Pagina's

Wednesday 4 May 2011

Mother Nature as exemplary engineer (Why does Scrum work?)

Evolution in a (super simplified) nutshell is: descent with modification, acted upon by natural selection.

That is to say, organisms pass properties from one generation to the next via some process or other. This process is never perfect and therefore each new generation of a given organism will differ slightly from its parent generation. These differences will be selected upon by the environment; changes that offer some advantage to an organism in a given environment will eventually spread throughout a population (survival of the fittest).

However, most (significant) modification will be disadvantageous, certainly if change is only achieved by (random) errors in the copying process. This should mean that almost every trial will end in (fatal) error. In that case, even the 3 billion or so years that have passed since the first unicellular organisms appeared on earth would not represent near enough time to produce life as we know it today in all its complex diversity.

A 'recent' discovery in physics helps address this problem; complex adaptive systems self-organise.

What?!?

A discussion of this phenomenon of self-organisation, and/or complex adaptive systems, is way beyond the scope of this piece - not to mention how monumentally challenging it is to your author's intellectual capacities - so I will just give a (hopefully compelling) example to illustrate the phenomenon.

Consider the termite colony.
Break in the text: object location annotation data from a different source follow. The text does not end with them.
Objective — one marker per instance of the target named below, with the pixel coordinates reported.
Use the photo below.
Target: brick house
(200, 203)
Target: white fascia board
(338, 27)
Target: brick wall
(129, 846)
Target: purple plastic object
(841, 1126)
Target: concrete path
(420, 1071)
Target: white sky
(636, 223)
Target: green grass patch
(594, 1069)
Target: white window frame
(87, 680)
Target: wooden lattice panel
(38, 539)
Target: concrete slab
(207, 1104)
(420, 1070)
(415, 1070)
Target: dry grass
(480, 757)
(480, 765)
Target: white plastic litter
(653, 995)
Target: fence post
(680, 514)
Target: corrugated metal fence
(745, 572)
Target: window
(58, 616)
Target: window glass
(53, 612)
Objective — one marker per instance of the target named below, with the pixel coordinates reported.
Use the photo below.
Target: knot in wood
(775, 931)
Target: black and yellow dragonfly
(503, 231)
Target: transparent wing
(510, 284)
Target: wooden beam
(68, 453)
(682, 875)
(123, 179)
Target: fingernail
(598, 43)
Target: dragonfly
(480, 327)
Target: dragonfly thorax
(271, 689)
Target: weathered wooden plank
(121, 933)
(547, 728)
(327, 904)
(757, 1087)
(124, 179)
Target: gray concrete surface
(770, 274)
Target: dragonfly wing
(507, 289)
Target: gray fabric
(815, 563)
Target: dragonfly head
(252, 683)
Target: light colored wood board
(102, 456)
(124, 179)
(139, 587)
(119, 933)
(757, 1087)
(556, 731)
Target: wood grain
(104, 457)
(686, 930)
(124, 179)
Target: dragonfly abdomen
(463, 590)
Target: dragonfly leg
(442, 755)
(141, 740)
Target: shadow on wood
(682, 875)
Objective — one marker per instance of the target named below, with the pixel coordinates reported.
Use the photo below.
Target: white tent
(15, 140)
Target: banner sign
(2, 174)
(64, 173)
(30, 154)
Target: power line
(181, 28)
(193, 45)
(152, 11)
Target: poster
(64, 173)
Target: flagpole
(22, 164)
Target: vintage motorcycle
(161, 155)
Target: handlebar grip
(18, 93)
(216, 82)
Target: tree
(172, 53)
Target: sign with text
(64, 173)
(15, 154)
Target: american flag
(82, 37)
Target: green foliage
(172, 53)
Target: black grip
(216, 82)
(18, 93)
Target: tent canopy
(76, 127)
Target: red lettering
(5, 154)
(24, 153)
Termite mounds are built without a site director or a project manager or in fact any kind of management structure. How do all those termites, scurrying around in their own little restricted worlds, so obviously manage to work together as successfully as they do? They, that is to say, the complex adaptive system that is a termite colony, self-organise(s).

This tendency to self-organise introduces another possible source of variance in evolution. The environment selects on these experiments in self-organisation in precisely the same way as it does on the changes in the genetic code of the individual organisms, blindly but steadily (Mother Nature literally takes aeons to realise her handiwork), weeding out that which does not work well in favour of that which does.

All well and good, but what good could all this possibly be to us in software development?

Well, if a few extremely smart software engineers were to get together to see how they could best build good software, they might consider how Mother Nature goes about her work. If it was possible to speed up the process of selection acting upon modifications they might even have been on to something...

Well, a bunch of software engineers did go through an approximation of this thought process, and they came up with... Scrum!

Scrum ( in a super simplified) nutshell is; self-organising units engaged in constant experimentation, the results of which are acted upon by (short) formal feedback cycles at multiple levels

In short, Scrum works because it is a modified copy of how that greatest of all engineers, Mother Nature, goes about her job.